Continued growth means they are now hiring a dedicated IT Security Officer to direct their UK IT Operations to reduce IT risks, establish appropriate standards and controls and develop/implement policies and procedures. This is an exciting time to join this rapidly expanding company with forthcoming projects including gaining PCI accreditation and building their own UK Data Centre.
Duties will include:
• Infrastructure security reporting and incident management
• Internal and external penetration test management and issue resolution
• Identify and assess key InfoSec risks and issues
• Develop and manage security standards and InfoSec policies
• Oversee the dissemination and enforcement of IT governance, policies and procedures
• Analyse security incidents, real and potential, initiate and monitor effective incident resolution
• Audit for compliance against agreed quality & security standards
• Respond to security questionnaires required by external customers
• Identify, resolve and where appropriate escalate potential information security risks/issues
• Provide advice and guidance on security technology changes
• Maintain specialist knowledge of Information Security subject matter responsibilities, such as PCI DSS and associated IS standards.
• Maintain up-to-date knowledge of information security threats, technologies and best practices
• Communicate information relating to compliance in an effective and timely manner to all stakeholders.
• Ensure that the Information Security Policy is maintained and enforced that covers the use and misuse of all IT systems and services as well as customer information.
• Hands-on experience defining and enforcing security policies, performing risk assessments, overseeing PCI compliance, reviewing third parties, maintaining data protection policies etc.
• Good understanding of PCI DSS, and ISO27001/2 standards
• Certified (or working towards) relevant security certifications eg CISM,CISSP,MCSA, Security+
• Knowledge of Cisco, Citrix, IIS, VMware, SAN Infrastructure, McAfee AV / HIDS, Checkpoint/Cisco ASA Firewalls
• Knowledge of Data Loss Prevention (DLP) and Security Incident and Event Management (SIEM)
• Knowledge of vulnerability management and penetration testing
• Broad knowledge of Data Protection requirements
• ITIL Certified (V3)
• Able to pass security clearance to SC level
• Information regulatory compliance (e.g. PCI Compliance)

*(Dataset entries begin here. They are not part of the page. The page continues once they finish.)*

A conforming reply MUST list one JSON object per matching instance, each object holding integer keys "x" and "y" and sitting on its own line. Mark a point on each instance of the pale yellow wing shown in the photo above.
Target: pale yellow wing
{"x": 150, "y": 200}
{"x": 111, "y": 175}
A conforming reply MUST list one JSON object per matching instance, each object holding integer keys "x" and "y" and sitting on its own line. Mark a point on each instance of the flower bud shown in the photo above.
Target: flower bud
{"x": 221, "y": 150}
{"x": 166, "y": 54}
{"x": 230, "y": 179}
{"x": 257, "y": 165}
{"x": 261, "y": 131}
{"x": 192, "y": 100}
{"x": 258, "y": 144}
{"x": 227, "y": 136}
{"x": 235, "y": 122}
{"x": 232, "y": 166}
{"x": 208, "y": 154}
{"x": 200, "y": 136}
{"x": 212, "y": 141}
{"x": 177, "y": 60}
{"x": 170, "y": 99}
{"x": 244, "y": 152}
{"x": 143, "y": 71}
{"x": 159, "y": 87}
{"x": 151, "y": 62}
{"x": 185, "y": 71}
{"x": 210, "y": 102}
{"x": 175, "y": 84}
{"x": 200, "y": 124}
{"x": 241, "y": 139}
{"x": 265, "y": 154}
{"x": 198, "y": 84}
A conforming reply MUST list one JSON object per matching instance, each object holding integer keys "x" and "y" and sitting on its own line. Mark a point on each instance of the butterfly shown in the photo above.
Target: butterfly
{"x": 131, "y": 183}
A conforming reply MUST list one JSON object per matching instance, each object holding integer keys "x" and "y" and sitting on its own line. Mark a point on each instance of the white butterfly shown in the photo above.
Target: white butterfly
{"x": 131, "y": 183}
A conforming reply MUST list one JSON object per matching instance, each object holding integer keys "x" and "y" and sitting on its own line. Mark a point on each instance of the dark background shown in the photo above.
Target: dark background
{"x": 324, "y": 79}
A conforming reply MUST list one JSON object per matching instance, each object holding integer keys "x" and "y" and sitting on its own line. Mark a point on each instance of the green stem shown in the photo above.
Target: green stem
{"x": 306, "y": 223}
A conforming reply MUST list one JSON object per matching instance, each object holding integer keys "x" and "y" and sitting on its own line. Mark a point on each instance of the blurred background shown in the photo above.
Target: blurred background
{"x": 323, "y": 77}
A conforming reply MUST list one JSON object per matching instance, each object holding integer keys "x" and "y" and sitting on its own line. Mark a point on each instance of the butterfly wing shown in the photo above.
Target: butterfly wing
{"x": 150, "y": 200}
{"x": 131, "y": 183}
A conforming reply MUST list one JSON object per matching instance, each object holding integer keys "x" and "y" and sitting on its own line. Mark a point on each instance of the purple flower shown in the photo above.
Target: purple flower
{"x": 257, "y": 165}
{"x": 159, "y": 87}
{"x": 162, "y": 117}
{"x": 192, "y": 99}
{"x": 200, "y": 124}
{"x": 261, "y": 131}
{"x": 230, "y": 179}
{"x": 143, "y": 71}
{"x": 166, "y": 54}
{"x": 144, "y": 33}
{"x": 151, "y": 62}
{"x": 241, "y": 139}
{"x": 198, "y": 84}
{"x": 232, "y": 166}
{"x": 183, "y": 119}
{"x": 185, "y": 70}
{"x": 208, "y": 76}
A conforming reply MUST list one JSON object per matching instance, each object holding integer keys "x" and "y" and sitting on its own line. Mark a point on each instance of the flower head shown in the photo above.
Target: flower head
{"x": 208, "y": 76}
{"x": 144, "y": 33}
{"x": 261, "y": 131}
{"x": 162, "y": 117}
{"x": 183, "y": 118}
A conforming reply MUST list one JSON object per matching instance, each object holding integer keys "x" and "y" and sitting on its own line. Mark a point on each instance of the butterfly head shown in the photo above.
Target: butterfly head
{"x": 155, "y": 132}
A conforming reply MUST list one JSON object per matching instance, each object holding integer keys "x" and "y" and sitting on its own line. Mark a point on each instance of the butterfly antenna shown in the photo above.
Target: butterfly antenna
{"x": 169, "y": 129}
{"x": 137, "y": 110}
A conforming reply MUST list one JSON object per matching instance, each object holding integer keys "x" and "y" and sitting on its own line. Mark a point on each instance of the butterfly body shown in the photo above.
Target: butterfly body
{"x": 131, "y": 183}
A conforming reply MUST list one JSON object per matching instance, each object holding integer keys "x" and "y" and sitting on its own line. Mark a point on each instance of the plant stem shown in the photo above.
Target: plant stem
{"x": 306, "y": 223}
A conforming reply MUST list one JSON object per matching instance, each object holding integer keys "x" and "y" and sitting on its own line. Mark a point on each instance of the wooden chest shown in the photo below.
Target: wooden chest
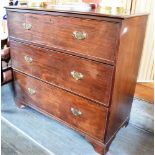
{"x": 80, "y": 68}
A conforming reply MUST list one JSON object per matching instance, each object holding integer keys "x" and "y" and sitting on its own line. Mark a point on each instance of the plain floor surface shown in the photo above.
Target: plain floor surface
{"x": 57, "y": 138}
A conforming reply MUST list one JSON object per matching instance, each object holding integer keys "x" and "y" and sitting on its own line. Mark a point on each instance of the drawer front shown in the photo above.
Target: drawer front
{"x": 86, "y": 37}
{"x": 75, "y": 111}
{"x": 84, "y": 77}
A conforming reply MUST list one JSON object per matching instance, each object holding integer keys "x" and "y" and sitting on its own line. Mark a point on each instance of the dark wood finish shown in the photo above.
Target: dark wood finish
{"x": 145, "y": 91}
{"x": 56, "y": 68}
{"x": 57, "y": 32}
{"x": 58, "y": 103}
{"x": 127, "y": 65}
{"x": 108, "y": 58}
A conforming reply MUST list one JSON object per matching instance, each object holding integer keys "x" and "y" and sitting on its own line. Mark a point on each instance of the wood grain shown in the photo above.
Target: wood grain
{"x": 58, "y": 103}
{"x": 108, "y": 58}
{"x": 145, "y": 91}
{"x": 127, "y": 65}
{"x": 57, "y": 32}
{"x": 55, "y": 67}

• Knowledge of ITIL best practices and project management principles
You will be eager to further your existing knowledge of compliance methods and options and will be comfortable identifying areas for improvement and recommending how to improve them. You should also be comfortable meeting with customers to explain the implemented InfoSec policies and procedures and have a flexible approach to working hours for projects & incidents extending outside normal office hours.
This is a great opportunity for a passionate IT Security professional to join a business enjoying substantial growth, both organically and through acquisition. Candidates with the right core competencies and attitude can expect a salary of up to £45K, a high degree of autonomy and great career development.
PLEASE NOTE: Due to the highly sensitive and confidential nature of some of our client’s work their selection and onboarding processes involve all Candidates having to complete security clearance. ACCORDINGLY, APPLICATIONS CAN ONLY BE CONSIDERED FROM CANDIDATES WHO HAVE BEEN RESIDENT IN THE UK FOR AT LEAST 5 YRS.
Technology Resourcing is acting as an Employment Agency in relation to this vacancy.